With everyone's attention focusing on what the state of the economy is currently as opposed to last quarter, today's 2nd revision of Q1 GDP was unlikely to get much attention, and that's why the fact that according to the 2nd estimate of first quarter growth the US economy contracted at a 5% annualized pace will have no impact on markets.
With Q1 GDP initially reported a sinking -4.8%, this number has now been revised to -5.0%, following an upward revision to consumer spending offset by a sharp drop in private inventories.

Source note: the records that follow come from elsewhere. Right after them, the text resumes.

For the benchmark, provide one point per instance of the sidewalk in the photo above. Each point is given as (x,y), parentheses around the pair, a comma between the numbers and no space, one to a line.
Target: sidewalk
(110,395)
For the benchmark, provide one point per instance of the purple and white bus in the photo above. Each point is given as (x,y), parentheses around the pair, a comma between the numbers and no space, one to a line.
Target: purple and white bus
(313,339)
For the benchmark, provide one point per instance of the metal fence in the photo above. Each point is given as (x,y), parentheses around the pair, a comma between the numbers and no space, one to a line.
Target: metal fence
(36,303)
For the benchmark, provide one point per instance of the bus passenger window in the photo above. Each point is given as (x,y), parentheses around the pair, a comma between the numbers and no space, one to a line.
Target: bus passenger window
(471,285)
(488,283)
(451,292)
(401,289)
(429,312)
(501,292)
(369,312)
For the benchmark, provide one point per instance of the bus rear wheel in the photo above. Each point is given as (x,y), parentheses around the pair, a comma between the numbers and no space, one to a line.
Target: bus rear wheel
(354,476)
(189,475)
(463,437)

The changes between the first and second estimate are as follows:
- Personal Consumption revised higher: from -5.26% to -4.69%
- Fixed Investment unchanged: from -0.43% to -0.41%
- Change in Private inventories sharply lower: from -0.53% to -1.43%
- Exports unchanged at -1.02%
- Imports also largely unchanged: from 2.32% to 2.34%
- Government Consumption was also flat: from 0.13% to 0.15%.
Looking below the surface, we find that personal consumption predictably collapsed 6.8% in 1Q after rising 1.8% prior quarter, but was better than the -7.6% initial forecast. Nonresidential fixed investment, or spending on equipment, structures and intellectual property fell 7.9% in 1Q after falling 2.4% prior quarter.
At the same time, the GDP price index rose 1.4% in 1Q after rising 1.3% prior quarter; core PCE meanwhile declined from 1.8% in the original estimate to 1.6%, missing estimates.
Today's release also revealed the state of corporate profits in Q1, which according to the BOEA decreased 13.9% at a quarterly rate in the first quarter after increasing 2.6% in the fourth quarter. On a Y/Y basis, corporate profits decreased 8.5% in the first quarter after rising 2.2% prior quarter.
Profits of domestic nonfinancial corporations decreased 14.3% after increasing 4.8%. Profits of domestic financial corporations decreased 16.6% after increasing 0.2%. Profits from the rest of the world decreased 10.8 percent after decreasing 0.3 percent.
While this was the worst print since the financial crisis, the real question is what Q2 GDP will be, where estimate range from -30% to as much as -50% annualized.